#thiswritinglife

October 22, 2025

Ah, yes. Titles.

The article begins, “Walk into any bookstore and the book titles aren’t just bad, they’re outrageously bad; and they’re not just outrageously bad, but outrageously bad in very much the same way.”

I couldn’t agree more (Gone Girl has so much to answer for), and with the rest of the essay, which you can read right here. I like the image of titles that prove their point, too:

Did you know the title of the first Kate Shugak novel was originally Termination Dust? The publisher changed it to A Cold Day for Murder because they thought my title was too Alaskan. Termination dust is what we call the first snow on the mountains in the fall (aka the last week of August), as in it signals the termination of summer. I thought it was a fun way to bring the reader into the setting, which was, well, Alaska, as it works as Alaskan imagery and argot both, as well as a tribute to the mystery genre. Termination, get it? Of course you do. But some publishers can’t dumb things down enough for the gen pop.

[Finally got good cover art from Head of Zeus, even if I am forever stuck with that title. I’ve learned to live with it, though, because what else can you do?]

It isn’t the editorial department making these changes.

It’s the marketing department.

Be prepared to cave. You can’t fight the marketing department.

#thiswritinglife Chatter

6 Comments Leave a comment

  1. Right or wrong? Well for me I think they got it right in this case – Alaskans I guess may disagree but ‘A Cold Day for Murder’ spoke to me straight away. I thought I knew exactly what I was going to get and was not disappointed – couldn’t have been happier, an un-put downable intro for me – loved this first of many meetings with the Alaskan Gang, canine and all else and have never looked back – thank you Dana …
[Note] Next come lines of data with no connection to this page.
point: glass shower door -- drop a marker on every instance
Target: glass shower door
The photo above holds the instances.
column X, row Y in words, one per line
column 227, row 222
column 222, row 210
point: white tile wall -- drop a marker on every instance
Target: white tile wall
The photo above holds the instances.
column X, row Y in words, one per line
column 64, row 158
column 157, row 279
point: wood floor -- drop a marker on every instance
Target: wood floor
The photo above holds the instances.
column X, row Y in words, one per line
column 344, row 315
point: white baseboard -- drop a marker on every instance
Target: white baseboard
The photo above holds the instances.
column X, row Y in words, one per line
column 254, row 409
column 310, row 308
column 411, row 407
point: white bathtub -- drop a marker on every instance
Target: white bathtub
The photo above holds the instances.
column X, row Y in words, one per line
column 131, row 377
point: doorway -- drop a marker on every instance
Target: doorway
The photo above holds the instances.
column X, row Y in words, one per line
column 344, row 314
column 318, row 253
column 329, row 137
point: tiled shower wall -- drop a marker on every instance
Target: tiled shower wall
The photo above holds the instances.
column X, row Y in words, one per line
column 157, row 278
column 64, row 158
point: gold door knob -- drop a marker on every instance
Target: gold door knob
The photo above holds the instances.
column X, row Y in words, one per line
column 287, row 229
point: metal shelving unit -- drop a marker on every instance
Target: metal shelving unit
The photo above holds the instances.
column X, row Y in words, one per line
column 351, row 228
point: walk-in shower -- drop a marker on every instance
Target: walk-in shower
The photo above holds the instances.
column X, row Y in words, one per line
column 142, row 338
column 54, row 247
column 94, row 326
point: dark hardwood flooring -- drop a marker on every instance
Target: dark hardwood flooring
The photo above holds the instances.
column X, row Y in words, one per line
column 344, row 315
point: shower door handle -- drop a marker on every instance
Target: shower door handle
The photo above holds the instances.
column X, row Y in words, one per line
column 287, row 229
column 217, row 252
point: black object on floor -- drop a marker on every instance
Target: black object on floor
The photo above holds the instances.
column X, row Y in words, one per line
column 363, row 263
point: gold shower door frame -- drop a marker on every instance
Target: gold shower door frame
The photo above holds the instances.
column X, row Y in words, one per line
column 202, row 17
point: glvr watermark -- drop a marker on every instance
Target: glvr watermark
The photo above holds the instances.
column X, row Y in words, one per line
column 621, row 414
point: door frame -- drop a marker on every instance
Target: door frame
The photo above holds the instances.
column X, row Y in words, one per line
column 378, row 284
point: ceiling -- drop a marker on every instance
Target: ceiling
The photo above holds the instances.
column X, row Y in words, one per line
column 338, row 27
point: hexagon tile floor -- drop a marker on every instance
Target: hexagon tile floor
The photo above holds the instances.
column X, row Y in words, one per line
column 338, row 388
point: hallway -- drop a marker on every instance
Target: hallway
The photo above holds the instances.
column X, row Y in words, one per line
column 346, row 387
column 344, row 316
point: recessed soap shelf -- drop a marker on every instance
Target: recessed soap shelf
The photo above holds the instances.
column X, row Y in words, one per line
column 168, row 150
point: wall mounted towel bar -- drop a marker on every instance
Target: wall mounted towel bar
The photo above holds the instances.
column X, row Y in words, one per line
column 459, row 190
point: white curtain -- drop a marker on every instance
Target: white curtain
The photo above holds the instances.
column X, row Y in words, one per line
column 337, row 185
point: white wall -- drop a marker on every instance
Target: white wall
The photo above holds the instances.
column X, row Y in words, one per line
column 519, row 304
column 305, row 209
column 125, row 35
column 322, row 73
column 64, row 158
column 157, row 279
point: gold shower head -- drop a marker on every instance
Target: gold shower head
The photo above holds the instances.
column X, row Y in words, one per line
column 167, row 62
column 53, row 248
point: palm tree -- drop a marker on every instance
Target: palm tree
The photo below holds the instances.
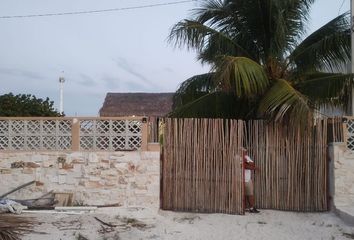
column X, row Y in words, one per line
column 260, row 66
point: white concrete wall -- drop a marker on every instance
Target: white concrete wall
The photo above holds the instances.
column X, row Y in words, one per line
column 343, row 179
column 128, row 178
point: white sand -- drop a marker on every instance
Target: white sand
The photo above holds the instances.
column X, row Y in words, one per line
column 157, row 224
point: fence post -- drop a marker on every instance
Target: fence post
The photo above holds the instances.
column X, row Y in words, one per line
column 144, row 134
column 75, row 134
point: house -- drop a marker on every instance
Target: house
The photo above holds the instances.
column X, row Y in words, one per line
column 152, row 105
column 136, row 104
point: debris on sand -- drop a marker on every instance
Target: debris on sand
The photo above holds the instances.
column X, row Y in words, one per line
column 12, row 227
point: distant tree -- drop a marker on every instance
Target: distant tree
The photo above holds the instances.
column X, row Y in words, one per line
column 26, row 105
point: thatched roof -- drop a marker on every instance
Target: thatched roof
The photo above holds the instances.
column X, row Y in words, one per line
column 138, row 104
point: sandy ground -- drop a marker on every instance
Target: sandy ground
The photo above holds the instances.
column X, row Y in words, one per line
column 144, row 223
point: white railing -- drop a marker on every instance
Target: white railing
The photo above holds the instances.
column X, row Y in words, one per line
column 91, row 134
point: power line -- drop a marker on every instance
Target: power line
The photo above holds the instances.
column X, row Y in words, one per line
column 96, row 11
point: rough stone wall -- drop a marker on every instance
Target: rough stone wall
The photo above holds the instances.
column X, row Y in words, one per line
column 128, row 178
column 343, row 179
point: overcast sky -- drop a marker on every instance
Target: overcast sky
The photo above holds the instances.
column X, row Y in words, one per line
column 122, row 51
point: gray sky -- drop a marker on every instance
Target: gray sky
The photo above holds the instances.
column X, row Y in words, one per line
column 123, row 51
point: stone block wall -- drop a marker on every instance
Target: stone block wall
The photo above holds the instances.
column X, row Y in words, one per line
column 342, row 188
column 95, row 178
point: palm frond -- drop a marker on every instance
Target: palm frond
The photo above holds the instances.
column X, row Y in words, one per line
column 196, row 35
column 326, row 88
column 241, row 76
column 218, row 105
column 282, row 100
column 327, row 48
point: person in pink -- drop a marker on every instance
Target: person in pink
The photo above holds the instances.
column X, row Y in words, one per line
column 249, row 190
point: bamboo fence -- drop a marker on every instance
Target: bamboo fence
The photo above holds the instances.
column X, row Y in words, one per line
column 201, row 170
column 292, row 165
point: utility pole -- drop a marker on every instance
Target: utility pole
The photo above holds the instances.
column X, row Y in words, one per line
column 61, row 105
column 352, row 47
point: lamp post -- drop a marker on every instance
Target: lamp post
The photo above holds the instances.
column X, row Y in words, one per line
column 352, row 49
column 61, row 105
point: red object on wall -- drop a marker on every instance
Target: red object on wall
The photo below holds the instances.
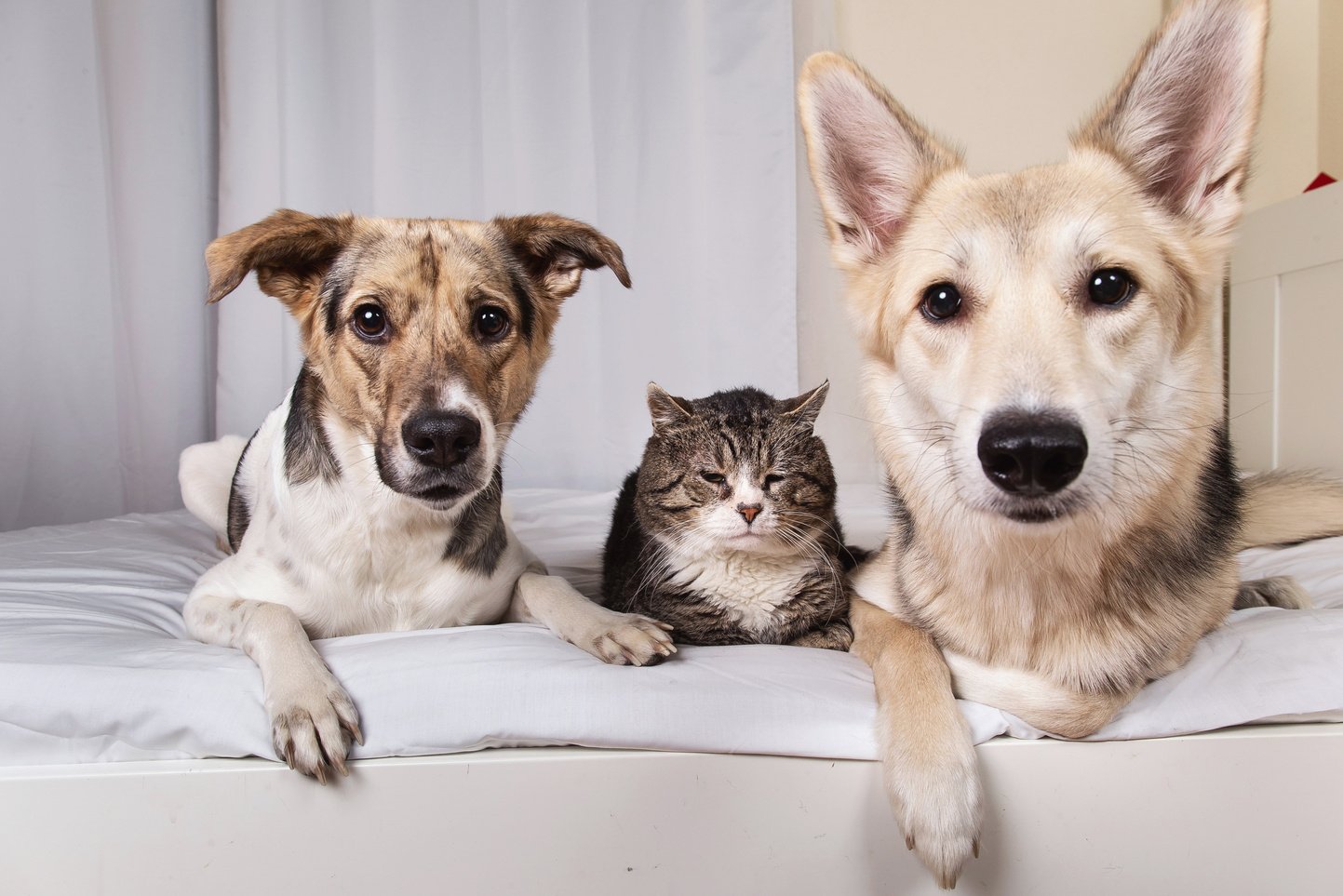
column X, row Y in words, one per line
column 1322, row 181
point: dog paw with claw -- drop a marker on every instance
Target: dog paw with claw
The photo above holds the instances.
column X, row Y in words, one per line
column 939, row 806
column 624, row 638
column 313, row 727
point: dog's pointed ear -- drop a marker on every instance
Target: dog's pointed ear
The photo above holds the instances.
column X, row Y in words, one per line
column 1184, row 115
column 289, row 250
column 666, row 408
column 869, row 157
column 806, row 406
column 557, row 250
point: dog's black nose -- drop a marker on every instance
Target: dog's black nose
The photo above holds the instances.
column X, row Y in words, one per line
column 441, row 438
column 1031, row 454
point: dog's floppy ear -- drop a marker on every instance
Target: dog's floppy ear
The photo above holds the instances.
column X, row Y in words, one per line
column 1184, row 115
column 806, row 406
column 666, row 408
column 557, row 250
column 289, row 250
column 869, row 157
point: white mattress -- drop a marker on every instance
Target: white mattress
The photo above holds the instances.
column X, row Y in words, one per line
column 94, row 663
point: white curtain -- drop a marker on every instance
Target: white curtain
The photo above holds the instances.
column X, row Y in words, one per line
column 106, row 200
column 667, row 125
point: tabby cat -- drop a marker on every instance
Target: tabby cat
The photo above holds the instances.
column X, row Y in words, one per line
column 727, row 529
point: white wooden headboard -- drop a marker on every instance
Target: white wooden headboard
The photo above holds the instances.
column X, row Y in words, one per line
column 1285, row 335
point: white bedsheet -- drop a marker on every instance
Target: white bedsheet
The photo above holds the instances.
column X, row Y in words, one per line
column 94, row 663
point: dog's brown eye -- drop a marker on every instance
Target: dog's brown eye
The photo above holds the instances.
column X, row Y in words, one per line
column 1111, row 287
column 369, row 321
column 490, row 323
column 940, row 301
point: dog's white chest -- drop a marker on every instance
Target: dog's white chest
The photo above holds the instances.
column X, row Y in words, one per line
column 749, row 587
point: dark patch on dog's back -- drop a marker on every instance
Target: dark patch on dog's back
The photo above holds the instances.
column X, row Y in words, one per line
column 308, row 454
column 901, row 520
column 478, row 536
column 239, row 507
column 1169, row 565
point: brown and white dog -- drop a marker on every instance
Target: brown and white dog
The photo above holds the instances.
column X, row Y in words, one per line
column 1041, row 367
column 369, row 500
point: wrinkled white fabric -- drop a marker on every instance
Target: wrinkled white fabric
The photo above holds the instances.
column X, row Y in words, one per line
column 94, row 663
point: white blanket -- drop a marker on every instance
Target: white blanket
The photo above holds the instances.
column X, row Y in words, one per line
column 94, row 662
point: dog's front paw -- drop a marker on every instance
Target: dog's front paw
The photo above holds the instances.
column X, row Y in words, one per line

  2. Some random thoughts after reading Pulitzer Bait and laughing out loud at some of it…
    “Go Tell the Bees That I Am Gone” makes perfect sense if you know the book.
    My book group read “All the Things We Cannot See” some years back, and our co-chair referred to it, before the actual discussion, as “All the Sounds We Cannot Hear”.
    Looked up the original title of “And Then There Were None”. [cringe]

    And, not a book title, but tangentially related — just yesterday, I heard an announcer (on NPR, no less!) refer to the Pu-LITZ-er Prize. [smh]

    • Aaaaeeeiiii! That’s like announcers on Alaska radio who have been here maybe a minute calling NiNILchik NI-nilchik or REdoubt ReDOUBT. Isssshhhhhhhh…

  3. Did you influence Sue Henry’s choice of the title TerminationDiust a few years after you tried to use? Or just an Alaskan coincidence?